Autoridades espanholas investigam se queda foi resultado de agressões. Vítima de 35 anos encontra-se hospitalizada em estado grave, após possível tentativa de fuga
Um caso chocante de alegada violência doméstica está a ser investigado pelas autoridades espanholas, depois de uma mulher de 35 anos ter caído do quarto andar de um edifício em O Barco de Valdeorras, no município de Ourense, na Galiza. O incidente ocorreu na tarde de terça-feira, por volta das 12h30, e a vítima foi transportada de urgência para um hospital local em estado considerado muito grave, segundo informou o canal Telecinco.
Face à gravidade dos ferimentos, a mulher acabou por ser helitransportada para uma unidade hospitalar em Vigo, onde permanece internada com prognóstico reservado. A Polícia Judiciária espanhola (Guardia Civil) avançou de imediato com uma investigação criminal, tendo já procedido à detenção do companheiro da vítima, principal suspeito neste caso.
As primeiras diligências apontam para um possível cenário de violência doméstica, com indícios de que a mulher possa ter saltado da janela na sequência de uma situação de desespero ou tentativa de fuga. A hipótese de queda acidental ou provocada por terceiros está também a ser considerada, mas os elementos recolhidos até ao momento sustentam a teoria de maus-tratos prolongados.
Apesar da gravidade do caso, a vítima não constava do sistema oficial de monitorização de violência de género em Espanha, o que significa que não existiam denúncias ou alertas prévios sobre possíveis abusos por parte do companheiro agora detido. Esta ausência de histórico dificulta o trabalho das autoridades, mas não inviabiliza o prosseguimento do processo.

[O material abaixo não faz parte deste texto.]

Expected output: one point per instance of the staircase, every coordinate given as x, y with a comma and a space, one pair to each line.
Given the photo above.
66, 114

O caso está a gerar forte indignação na comunidade local e renova o debate sobre os mecanismos de prevenção da violência doméstica, mesmo em contextos onde não existem registos anteriores. O detido permanece sob custódia policial e deverá ser presente a tribunal nas próximas horas para primeiro interrogatório judicial. As autoridades sublinham que todas as hipóteses continuam em aberto até à conclusão da investigação.